Нет, нет, Миша вовсе не сошел с ума. Миша получил в подарок от Аркадия Николаевича маленькие шахматы с магнитами в фигурках, и с тех пор он играет всегда, когда есть время, в основном сам с собой. С тех пор, как он стал подолгу размышлять о логике и закономерностях человеческого поведения, он развил в себе новое качество - способность охотно соглашаться со всеми и каждым. Конечно, это всего лишь видимое согласие, но действует оно совершенно безотказно, действует оно фантастически, особенно на таких, как Котиков.

- Семья Петраковых, - говорит он (видимое согласие уже действует), улыбаясь, - конечно, может посещать вас и приносить вам еду. И ваши шахматы, да, да, я знаю, вы страстный шахматист. Но только не ваш радиоприемник. Может быть, он как раз у вас при себе?

- Да, товарищ Котиков!

- Тогда вы можете сразу же его мне отдать. Здесь стоит мой мотоцикл. Мы вместе поедем в сельсовет.

- Я не могу принять от вас такое приглашение! У вас ведь столько дел!

- На это у меня времени хватит, Михаил Олегович!

- Ну, что же, - говорит Миша и улыбается, - тогда я вам очень благодарен!

Все молча смотрят на него с облегчением. Слава Богу, не мы здесь в роли козлов отпущения, думают они. Нет, не мы, а этот немец.

А Миша продолжает улыбаться Котикову. Он меня не спровоцирует, думает он и слышит, как отец Ирины шепчет ему:

- Браво, Миша! Это ты великолепно сделал! Теперь я знаю, как нам узнать правду о том, что происходит.

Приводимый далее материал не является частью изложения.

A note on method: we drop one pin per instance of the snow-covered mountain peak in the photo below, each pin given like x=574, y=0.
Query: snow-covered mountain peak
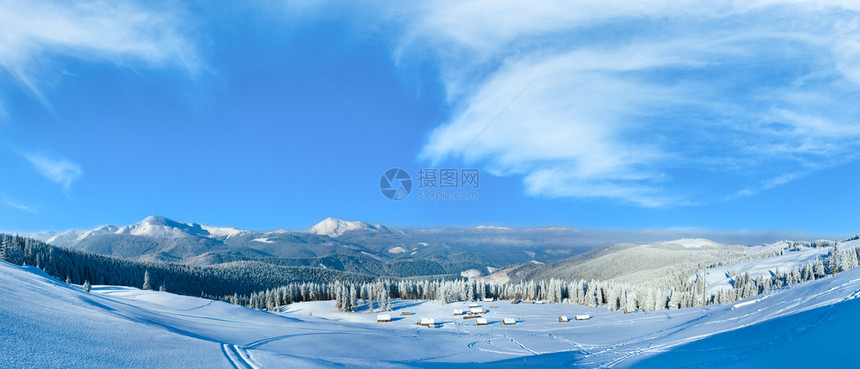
x=334, y=227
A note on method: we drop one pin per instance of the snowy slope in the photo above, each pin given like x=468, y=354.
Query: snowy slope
x=48, y=324
x=333, y=227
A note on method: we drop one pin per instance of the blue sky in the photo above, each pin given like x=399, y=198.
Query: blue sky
x=654, y=115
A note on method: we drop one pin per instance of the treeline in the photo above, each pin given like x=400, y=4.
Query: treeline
x=242, y=278
x=613, y=295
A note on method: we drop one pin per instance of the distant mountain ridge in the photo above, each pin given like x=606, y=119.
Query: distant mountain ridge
x=393, y=251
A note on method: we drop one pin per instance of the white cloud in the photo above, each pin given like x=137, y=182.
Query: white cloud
x=58, y=170
x=34, y=33
x=15, y=204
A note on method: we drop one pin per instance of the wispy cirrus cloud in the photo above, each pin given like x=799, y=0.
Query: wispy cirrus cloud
x=56, y=169
x=647, y=102
x=35, y=34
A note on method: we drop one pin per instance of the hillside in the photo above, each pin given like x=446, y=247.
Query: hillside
x=51, y=324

- Дайте мне знать об этом в тюрьме! - отвечает шепотом Миша и, когда Котиков подходит к нему, произносит громко: - Господин председатель сельсовета лично отвезет меня на своем мотоцикле. Можно ли ожидать большей любезности?

12

- Итак, - говорит Аркадий Николаевич Ирине и Леве по дороге домой, куда они идут, чтобы взять охотничье ружье и отнести Котикову, - прежде чем что-то предпринять, мы должны узнать, что творится в Москве и чего ожидать дальше.

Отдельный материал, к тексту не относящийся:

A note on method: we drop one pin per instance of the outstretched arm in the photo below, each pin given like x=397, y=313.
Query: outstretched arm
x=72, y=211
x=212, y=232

- Но ведь не разрешено покидать деревню…

- Дай мне сказать, Лева! Я и сам знаю, что не разрешено. Но ты же каждое утро ездишь на станцию с молоком, со станции молоковоз отправляется в Москву, а вечером он возвращается пустой. У тебя есть друг, который сопровождает молоковоз туда и обратно, Григорий, правильно? Ну и о чем же ты будешь с ним говорить, когда он вечером вернется из Москвы?

Лева улыбается, а Ирина бросается отцу на шею.

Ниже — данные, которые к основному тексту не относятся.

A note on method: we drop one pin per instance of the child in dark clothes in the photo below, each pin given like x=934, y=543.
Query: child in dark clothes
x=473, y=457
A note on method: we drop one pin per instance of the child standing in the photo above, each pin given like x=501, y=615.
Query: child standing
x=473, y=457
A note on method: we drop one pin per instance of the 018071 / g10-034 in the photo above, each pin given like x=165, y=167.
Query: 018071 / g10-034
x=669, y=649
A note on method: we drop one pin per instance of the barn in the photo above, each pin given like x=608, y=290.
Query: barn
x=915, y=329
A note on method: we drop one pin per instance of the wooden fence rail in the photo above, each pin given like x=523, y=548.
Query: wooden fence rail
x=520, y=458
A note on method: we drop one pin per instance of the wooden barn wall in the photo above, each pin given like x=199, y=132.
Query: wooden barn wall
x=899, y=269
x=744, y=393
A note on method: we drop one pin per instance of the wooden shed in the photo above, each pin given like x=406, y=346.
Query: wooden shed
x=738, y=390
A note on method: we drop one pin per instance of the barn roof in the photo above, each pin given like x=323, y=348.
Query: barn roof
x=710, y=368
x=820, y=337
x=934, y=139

- Что там в Москве только творится, - говорит вечером Леве экспедитор молоковоза Григорий Чебышев. - Военных машин столько, что не сосчитать. Повсюду танки. К мосту через Москва-реку проехать нельзя. Молоковоз ждал разгрузки пять часов. Я тем временем прошел в город - проходить можно. Ты ведь знаешь, где Белый дом?

- Ты имеешь в виду, где работает Ельцин?